Background: When calculated with single plane fluoroscopy in conjunction with 3D model to 2D image registration, tibiofemoral contact kinematics describe the anterior-posterior (A-P) movement of the tibial contact location in each of the medial and lateral compartments developed between the femoral component and tibial insert. Knowledge of A-P tibial contact locations provides an objective assessment of the relative motion of the tibia on the femur for total knee arthroplasty (TKA), which can be used to compare the performance of different components, surgical techniques, and alignment goals. Both the closest point method and the penetration method have been used to calculate A-P tibial contact locations in single plane fluoroscopy. In using either method, there are two sources of error. One source is the error in the relative 3D position and orientation of the components which is used as input data and the other source is the error inherent to the method per se. It is unknown how errors in the relative 3D position and orientation of the components propagate into errors in the calculation of the A-P tibial contact locations. The propagation of error is important to analyze because it places a lower bound on the error for each method. If the lower bound is excessive, then a method would be rendered unsuitable. The errors due to both sources in computing the A-P tibial contact locations also are unknown. Hence there were two objectives. One was to analyze the propagation of error in the A-P tibial contact locations due to the errors in the relative 3D position and orientation of the components to determine the lower bound on the error for each method. The other was to determine the errors contributed by both sources in calculating the A-P tibial contact locations with the two methods.

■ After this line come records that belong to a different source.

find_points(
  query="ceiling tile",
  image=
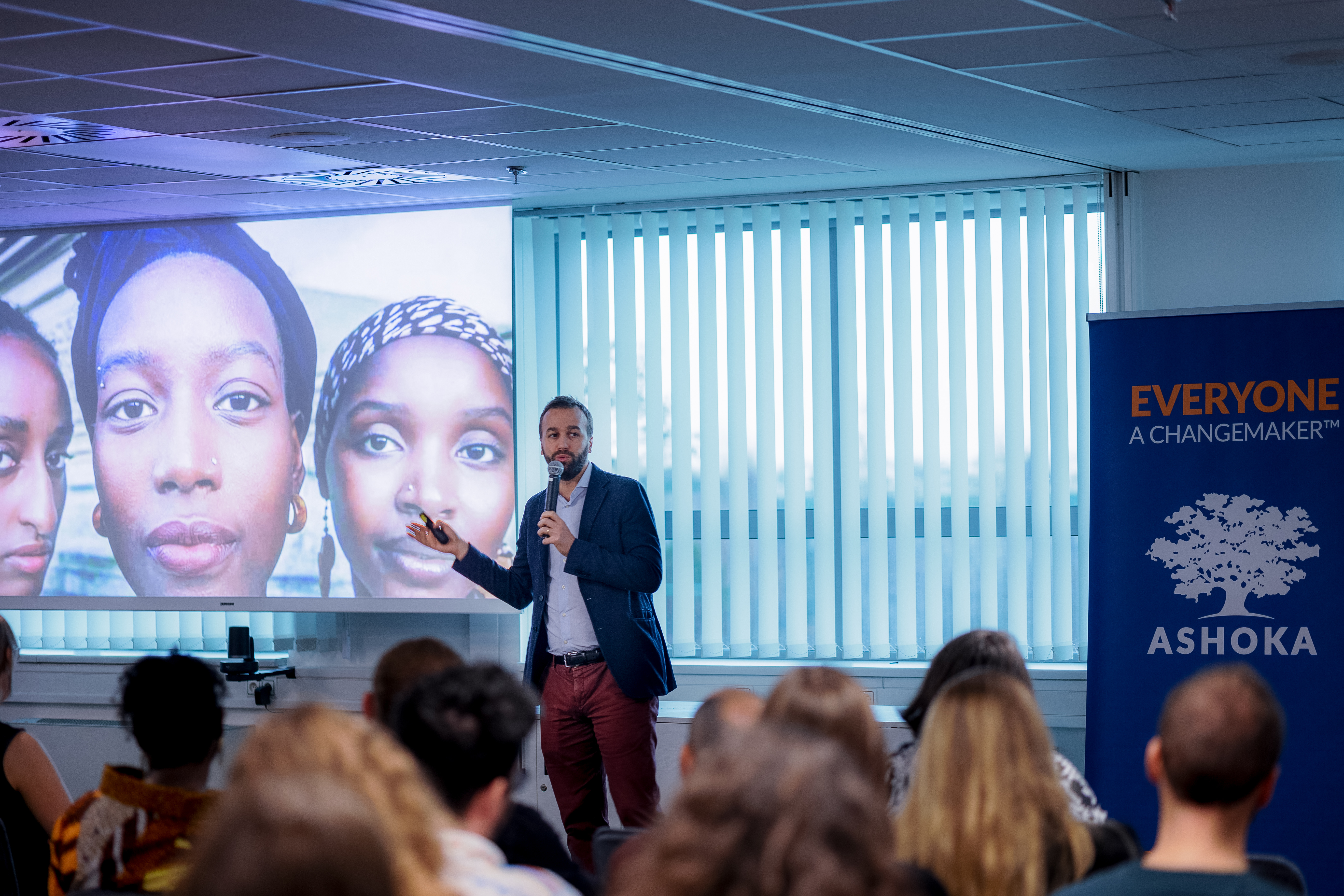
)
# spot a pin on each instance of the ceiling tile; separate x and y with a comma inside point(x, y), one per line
point(21, 25)
point(222, 187)
point(535, 166)
point(764, 168)
point(1241, 113)
point(1268, 60)
point(1018, 48)
point(1181, 93)
point(682, 155)
point(1242, 28)
point(369, 103)
point(319, 199)
point(238, 77)
point(84, 53)
point(424, 152)
point(588, 139)
point(66, 214)
point(15, 160)
point(499, 120)
point(115, 177)
point(62, 95)
point(621, 178)
point(190, 117)
point(909, 18)
point(1281, 134)
point(73, 195)
point(1112, 72)
point(9, 76)
point(358, 134)
point(1322, 84)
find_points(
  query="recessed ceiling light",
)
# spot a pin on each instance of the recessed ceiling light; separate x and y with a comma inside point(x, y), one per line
point(310, 139)
point(1316, 58)
point(366, 178)
point(18, 132)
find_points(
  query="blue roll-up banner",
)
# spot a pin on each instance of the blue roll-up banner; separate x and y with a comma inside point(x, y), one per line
point(1218, 536)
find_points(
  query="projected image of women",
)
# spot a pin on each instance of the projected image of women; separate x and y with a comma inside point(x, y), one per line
point(36, 430)
point(194, 366)
point(416, 416)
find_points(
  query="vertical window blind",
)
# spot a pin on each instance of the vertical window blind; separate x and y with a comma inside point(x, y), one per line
point(862, 424)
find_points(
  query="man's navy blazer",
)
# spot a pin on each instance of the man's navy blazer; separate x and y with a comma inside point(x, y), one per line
point(619, 562)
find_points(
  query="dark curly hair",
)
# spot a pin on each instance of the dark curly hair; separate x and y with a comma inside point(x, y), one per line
point(171, 706)
point(781, 813)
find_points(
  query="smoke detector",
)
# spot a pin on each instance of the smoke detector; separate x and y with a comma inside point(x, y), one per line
point(1316, 58)
point(373, 177)
point(19, 132)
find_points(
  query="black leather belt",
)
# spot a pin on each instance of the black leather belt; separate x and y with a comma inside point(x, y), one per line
point(581, 659)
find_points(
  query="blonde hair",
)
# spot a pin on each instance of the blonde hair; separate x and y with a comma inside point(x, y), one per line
point(987, 813)
point(830, 703)
point(367, 761)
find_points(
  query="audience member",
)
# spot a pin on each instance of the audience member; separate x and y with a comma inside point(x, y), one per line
point(292, 836)
point(367, 761)
point(830, 703)
point(980, 649)
point(136, 831)
point(784, 813)
point(722, 715)
point(467, 727)
point(1214, 762)
point(401, 668)
point(986, 812)
point(31, 792)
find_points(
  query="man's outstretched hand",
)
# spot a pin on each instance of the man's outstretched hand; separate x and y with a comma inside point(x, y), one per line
point(456, 545)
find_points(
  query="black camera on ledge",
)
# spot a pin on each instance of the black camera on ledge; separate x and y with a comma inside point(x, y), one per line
point(247, 667)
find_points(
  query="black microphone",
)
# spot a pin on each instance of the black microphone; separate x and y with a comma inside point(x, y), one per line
point(553, 488)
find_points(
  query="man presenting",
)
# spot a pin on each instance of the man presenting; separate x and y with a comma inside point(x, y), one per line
point(596, 652)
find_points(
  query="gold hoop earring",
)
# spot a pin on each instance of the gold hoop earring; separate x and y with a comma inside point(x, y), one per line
point(300, 516)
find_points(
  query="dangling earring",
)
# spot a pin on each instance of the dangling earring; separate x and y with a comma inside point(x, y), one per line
point(300, 516)
point(326, 558)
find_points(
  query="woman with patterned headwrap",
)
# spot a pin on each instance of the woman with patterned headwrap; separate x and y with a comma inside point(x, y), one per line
point(416, 416)
point(194, 364)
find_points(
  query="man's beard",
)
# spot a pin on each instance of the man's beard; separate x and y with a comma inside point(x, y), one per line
point(574, 468)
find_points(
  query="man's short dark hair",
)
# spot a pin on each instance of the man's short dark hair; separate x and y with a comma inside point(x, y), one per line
point(402, 667)
point(561, 402)
point(466, 726)
point(171, 706)
point(1222, 731)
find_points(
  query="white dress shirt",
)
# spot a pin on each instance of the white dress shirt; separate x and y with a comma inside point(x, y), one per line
point(568, 625)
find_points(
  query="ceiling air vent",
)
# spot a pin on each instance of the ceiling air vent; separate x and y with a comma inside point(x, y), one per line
point(18, 132)
point(366, 178)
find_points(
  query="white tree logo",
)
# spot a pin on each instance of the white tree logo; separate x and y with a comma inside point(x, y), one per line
point(1236, 546)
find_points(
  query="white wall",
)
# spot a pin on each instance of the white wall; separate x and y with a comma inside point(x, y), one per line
point(1241, 236)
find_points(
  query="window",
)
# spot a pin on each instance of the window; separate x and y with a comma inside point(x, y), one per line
point(799, 383)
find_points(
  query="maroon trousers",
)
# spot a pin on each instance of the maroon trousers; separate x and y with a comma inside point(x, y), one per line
point(588, 727)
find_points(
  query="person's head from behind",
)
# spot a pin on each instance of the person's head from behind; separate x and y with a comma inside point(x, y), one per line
point(292, 836)
point(362, 757)
point(722, 718)
point(416, 416)
point(830, 703)
point(36, 429)
point(986, 812)
point(401, 668)
point(566, 430)
point(784, 813)
point(1218, 742)
point(467, 726)
point(979, 649)
point(171, 706)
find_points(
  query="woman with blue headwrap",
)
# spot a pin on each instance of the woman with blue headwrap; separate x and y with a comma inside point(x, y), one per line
point(194, 366)
point(416, 417)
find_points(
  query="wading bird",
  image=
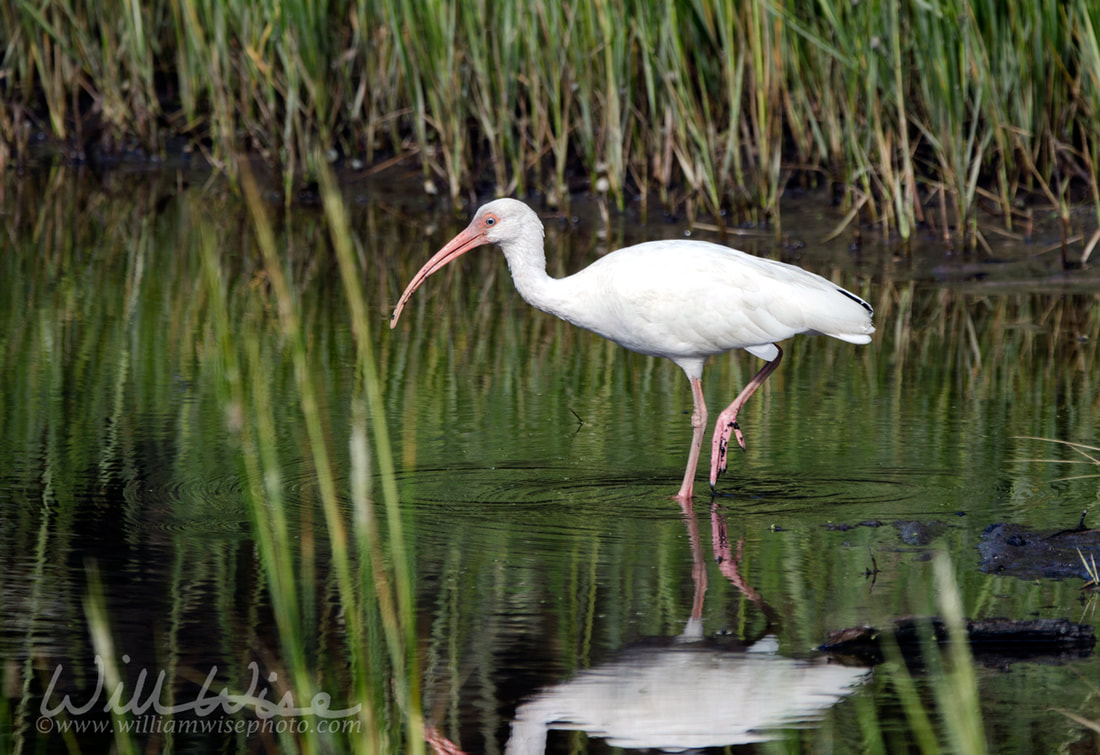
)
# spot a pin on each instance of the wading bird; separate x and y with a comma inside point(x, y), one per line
point(684, 301)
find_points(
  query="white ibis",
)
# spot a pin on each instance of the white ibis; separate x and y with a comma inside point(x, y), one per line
point(681, 299)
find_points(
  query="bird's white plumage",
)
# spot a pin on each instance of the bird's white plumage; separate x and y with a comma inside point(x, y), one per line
point(681, 299)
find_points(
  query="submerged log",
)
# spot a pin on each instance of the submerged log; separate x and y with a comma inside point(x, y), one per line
point(991, 639)
point(1033, 554)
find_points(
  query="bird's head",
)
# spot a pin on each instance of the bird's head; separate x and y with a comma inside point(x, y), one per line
point(501, 221)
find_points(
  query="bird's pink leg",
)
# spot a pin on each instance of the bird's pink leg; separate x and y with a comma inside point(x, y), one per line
point(699, 424)
point(727, 420)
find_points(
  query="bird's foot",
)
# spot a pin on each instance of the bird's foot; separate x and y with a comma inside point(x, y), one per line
point(721, 448)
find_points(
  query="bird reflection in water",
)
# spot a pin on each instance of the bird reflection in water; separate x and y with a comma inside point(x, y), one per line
point(688, 691)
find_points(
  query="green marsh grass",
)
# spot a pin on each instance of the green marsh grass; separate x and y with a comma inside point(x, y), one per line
point(372, 576)
point(959, 113)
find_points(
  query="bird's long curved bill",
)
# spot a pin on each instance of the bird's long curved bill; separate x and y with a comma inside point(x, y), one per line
point(455, 248)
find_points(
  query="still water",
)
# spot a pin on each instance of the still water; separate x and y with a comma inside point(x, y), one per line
point(563, 600)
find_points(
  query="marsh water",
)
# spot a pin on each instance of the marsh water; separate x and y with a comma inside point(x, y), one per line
point(564, 601)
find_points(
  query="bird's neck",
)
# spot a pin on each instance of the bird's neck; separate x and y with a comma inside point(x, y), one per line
point(528, 266)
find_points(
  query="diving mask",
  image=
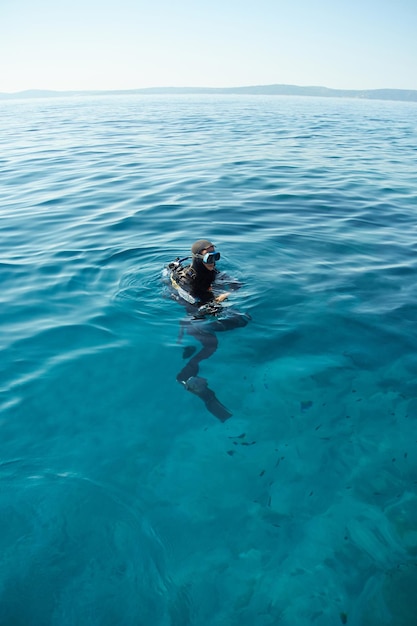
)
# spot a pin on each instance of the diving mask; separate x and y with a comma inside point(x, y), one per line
point(210, 257)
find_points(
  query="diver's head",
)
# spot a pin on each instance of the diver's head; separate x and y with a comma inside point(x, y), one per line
point(203, 252)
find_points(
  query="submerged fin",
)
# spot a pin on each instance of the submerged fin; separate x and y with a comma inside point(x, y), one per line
point(199, 386)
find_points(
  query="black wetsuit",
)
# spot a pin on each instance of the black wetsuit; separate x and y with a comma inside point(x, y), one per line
point(203, 324)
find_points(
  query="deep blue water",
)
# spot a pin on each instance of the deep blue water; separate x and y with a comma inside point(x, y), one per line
point(123, 501)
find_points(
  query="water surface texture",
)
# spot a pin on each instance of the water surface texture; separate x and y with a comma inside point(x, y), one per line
point(123, 500)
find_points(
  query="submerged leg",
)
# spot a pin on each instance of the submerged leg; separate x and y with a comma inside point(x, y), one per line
point(188, 376)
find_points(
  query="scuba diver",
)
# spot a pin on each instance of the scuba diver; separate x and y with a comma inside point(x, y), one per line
point(196, 286)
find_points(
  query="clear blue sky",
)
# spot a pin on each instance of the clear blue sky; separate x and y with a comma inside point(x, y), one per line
point(128, 44)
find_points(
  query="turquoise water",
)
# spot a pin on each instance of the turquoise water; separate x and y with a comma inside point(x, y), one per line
point(125, 502)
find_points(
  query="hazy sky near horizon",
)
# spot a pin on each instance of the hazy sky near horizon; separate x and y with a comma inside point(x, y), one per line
point(129, 44)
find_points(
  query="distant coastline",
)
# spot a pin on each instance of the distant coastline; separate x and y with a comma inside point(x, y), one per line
point(402, 95)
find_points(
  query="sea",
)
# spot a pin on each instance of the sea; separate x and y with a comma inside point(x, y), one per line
point(124, 501)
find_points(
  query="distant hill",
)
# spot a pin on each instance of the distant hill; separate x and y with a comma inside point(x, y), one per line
point(404, 95)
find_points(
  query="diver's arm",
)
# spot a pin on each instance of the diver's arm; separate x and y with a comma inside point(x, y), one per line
point(222, 297)
point(225, 280)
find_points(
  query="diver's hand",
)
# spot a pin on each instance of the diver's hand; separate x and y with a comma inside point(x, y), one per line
point(222, 297)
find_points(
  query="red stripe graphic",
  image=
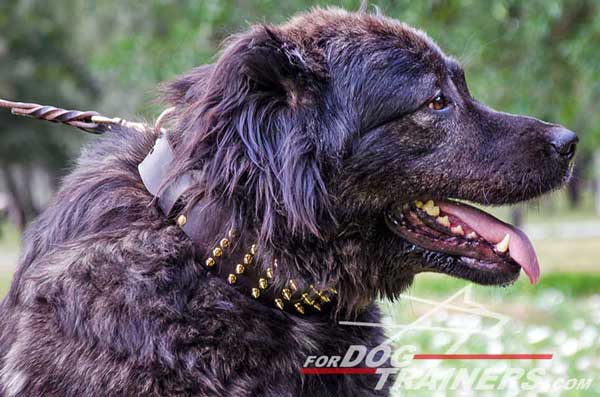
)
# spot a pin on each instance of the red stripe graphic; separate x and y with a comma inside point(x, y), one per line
point(338, 371)
point(482, 357)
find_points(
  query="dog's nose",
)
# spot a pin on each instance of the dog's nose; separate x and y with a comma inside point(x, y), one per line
point(564, 141)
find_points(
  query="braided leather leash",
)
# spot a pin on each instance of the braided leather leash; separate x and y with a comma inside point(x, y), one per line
point(88, 121)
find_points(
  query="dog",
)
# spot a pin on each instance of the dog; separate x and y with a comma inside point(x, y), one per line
point(316, 166)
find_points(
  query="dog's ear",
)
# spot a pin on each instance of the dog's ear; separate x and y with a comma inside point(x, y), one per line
point(262, 98)
point(276, 65)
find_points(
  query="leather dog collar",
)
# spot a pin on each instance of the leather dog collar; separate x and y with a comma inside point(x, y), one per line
point(293, 297)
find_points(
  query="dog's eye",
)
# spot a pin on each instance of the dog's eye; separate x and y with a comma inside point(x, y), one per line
point(438, 103)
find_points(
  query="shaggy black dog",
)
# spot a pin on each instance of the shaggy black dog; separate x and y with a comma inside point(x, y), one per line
point(334, 142)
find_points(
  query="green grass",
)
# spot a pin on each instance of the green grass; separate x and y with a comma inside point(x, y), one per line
point(561, 316)
point(571, 284)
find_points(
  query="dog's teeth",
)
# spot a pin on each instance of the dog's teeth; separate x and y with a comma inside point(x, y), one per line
point(472, 236)
point(443, 220)
point(457, 230)
point(431, 208)
point(502, 246)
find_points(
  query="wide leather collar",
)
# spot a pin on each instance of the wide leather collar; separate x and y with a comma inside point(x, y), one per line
point(295, 296)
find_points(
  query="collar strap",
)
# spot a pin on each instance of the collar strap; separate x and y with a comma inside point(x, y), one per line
point(241, 272)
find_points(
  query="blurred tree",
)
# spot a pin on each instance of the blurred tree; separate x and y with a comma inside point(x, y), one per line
point(538, 57)
point(38, 62)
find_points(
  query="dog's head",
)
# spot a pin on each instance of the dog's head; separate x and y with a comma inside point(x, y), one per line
point(355, 131)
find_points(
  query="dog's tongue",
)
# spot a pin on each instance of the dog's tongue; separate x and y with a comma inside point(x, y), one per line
point(494, 230)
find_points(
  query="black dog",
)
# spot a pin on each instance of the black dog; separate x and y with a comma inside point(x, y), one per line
point(332, 142)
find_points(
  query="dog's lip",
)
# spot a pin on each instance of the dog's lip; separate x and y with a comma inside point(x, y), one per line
point(415, 226)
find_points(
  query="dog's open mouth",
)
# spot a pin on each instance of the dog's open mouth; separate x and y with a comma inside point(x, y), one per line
point(487, 250)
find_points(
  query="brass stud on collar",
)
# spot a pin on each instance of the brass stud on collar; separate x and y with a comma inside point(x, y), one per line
point(299, 307)
point(306, 299)
point(210, 262)
point(324, 298)
point(287, 293)
point(240, 269)
point(279, 303)
point(262, 283)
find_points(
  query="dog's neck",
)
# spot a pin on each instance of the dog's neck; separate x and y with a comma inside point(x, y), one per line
point(231, 256)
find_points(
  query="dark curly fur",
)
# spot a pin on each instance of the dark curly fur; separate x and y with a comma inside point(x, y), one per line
point(300, 136)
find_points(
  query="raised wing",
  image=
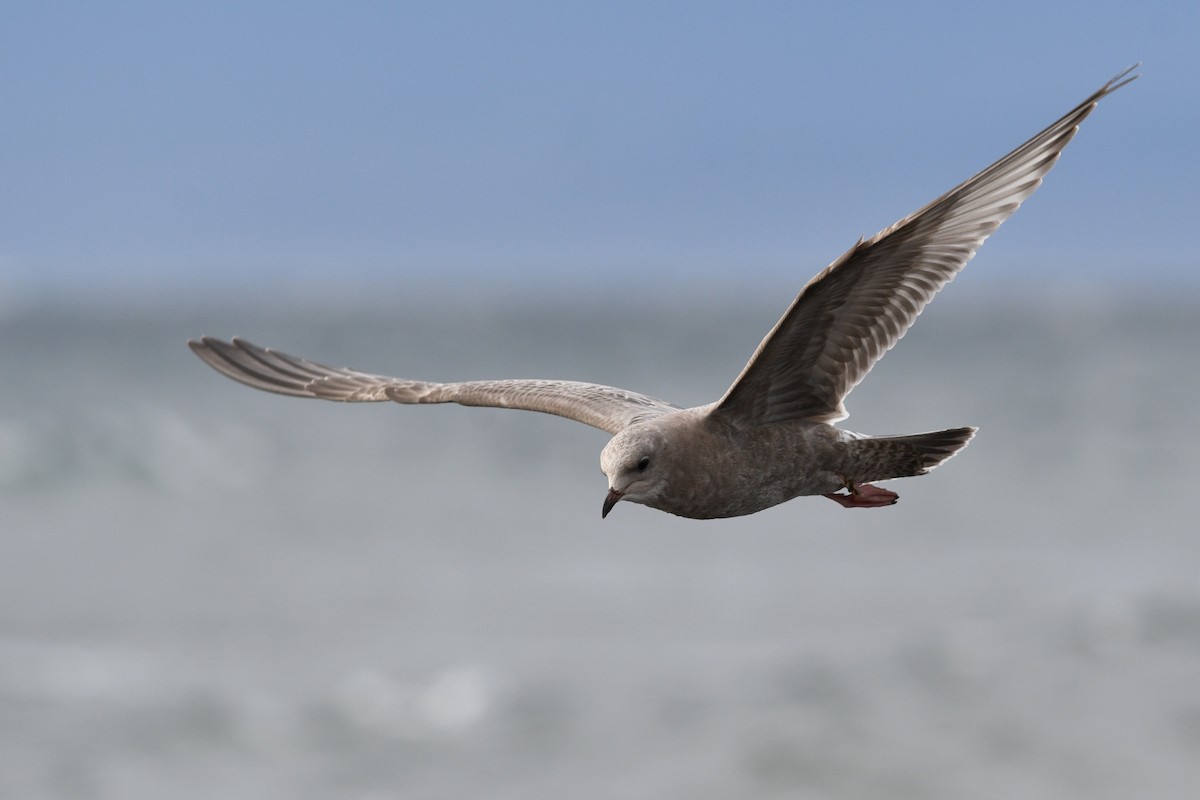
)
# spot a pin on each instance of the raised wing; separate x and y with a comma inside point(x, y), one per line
point(858, 307)
point(601, 407)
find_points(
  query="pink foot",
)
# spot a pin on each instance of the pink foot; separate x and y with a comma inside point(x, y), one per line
point(864, 495)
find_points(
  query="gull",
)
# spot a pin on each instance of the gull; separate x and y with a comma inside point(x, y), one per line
point(771, 437)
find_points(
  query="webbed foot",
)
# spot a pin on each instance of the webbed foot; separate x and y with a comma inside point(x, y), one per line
point(864, 495)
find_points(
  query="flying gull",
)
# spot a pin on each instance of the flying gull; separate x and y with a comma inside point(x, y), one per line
point(771, 437)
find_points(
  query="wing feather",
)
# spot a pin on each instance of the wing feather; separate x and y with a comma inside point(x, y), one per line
point(601, 407)
point(858, 307)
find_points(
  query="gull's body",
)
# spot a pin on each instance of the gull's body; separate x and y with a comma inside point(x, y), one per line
point(771, 437)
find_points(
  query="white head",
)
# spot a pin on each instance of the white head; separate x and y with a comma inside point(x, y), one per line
point(634, 461)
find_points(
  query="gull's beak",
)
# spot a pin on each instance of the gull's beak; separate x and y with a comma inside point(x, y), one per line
point(610, 501)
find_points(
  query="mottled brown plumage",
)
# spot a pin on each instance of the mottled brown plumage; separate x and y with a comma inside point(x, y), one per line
point(769, 438)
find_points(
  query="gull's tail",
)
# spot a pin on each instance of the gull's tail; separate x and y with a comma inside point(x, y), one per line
point(879, 458)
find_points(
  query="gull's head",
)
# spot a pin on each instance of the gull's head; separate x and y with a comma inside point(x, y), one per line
point(634, 461)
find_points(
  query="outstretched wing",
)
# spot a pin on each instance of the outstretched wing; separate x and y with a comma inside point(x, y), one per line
point(850, 314)
point(601, 407)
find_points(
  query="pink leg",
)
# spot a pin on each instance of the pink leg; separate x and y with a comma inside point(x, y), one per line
point(864, 495)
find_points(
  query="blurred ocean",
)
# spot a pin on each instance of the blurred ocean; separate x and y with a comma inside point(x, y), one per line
point(208, 591)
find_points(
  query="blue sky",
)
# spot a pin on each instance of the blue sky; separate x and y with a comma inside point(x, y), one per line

Methods: To determine the errors in the A-P tibial contact locations due to the errors in the relative 3D position and orientation of the components, 1000-iteration Monte Carlo simulations were performed for each of twelve different reference relative 3D positions and orientations of the femoral component. For each iteration, random errors were added to each of the six degrees of freedom of the reference relative 3D position and orientation of the femoral component. For each iteration, the A-P tibial contact location was computed using the closest point method and the penetration method. The errors in the A-P tibial contact location calculated with each method were quantified with a bias (mean), precision (standard deviation), and root mean squared error (RMSE).
To determine errors contributed by both sources, the A-P tibial contact locations were calculated with the closest point method and the penetration method and simultaneously measured in vitro in ten fresh frozen cadaveric knee specimens with a tibial contact force sensor which served as the gold standard. The A-P tibial contact locations were calculated from radiographs of the cadaveric knee specimens at 0°, 30°, 60°, and 90° of flexion in neutrally, internally, and externally rotated orientations. While the radiographs were exposed, reference AP tibial contact locations were simultaneously collected using the tibial force sensor. The RMSEs in the A-P tibial contact location calculated with the closest point method, the penetration method with penetration, and penetration method without penetration were computed.
Results: From the Monte Carlo simulations, the overall bias, precision, and RMSE for the A-P tibial contact location calculated with the closest point method and penetration method were 0.0 mm, 1.2 mm, and 1.2 mm, and -0.9 mm, 2.1 mm, and 2.4 mm, respectively. From the in vitro experiments, the RMSEs in the A-P tibial contact location calculated with the closest point method, the penetration method with penetration, and penetration method without penetration were 5.5 mm, 3.6 mm, and 8.9 mm, respectively.
Discussion: One key finding was that the lower bounds on the RMSEs of 1.2 mm and 2.4 mm for the closest point and penetration methods respectively were due primarily to random errors and are sufficiently small so that both methods have the potential to provide objective assessment of TKA performance. A second key finding was that even though the lower bound RMSE for the penetration method of 2.4 mm was twice that of the closest point method of 1.2 mm, the RMSE for the penetration method with penetration was smallest from the combined effects of both sources of error and is therefore the preferred method for calculating the A-P tibial contact locations using single plane fluoroscopy. Because the RMSE for the penetration method without penetration was over 5 mm greater than the RMSE for the penetration method with penetration and over 2 mm greater than the RMSE for the closest point method, if penetration does not occur, then the closest point method should be used.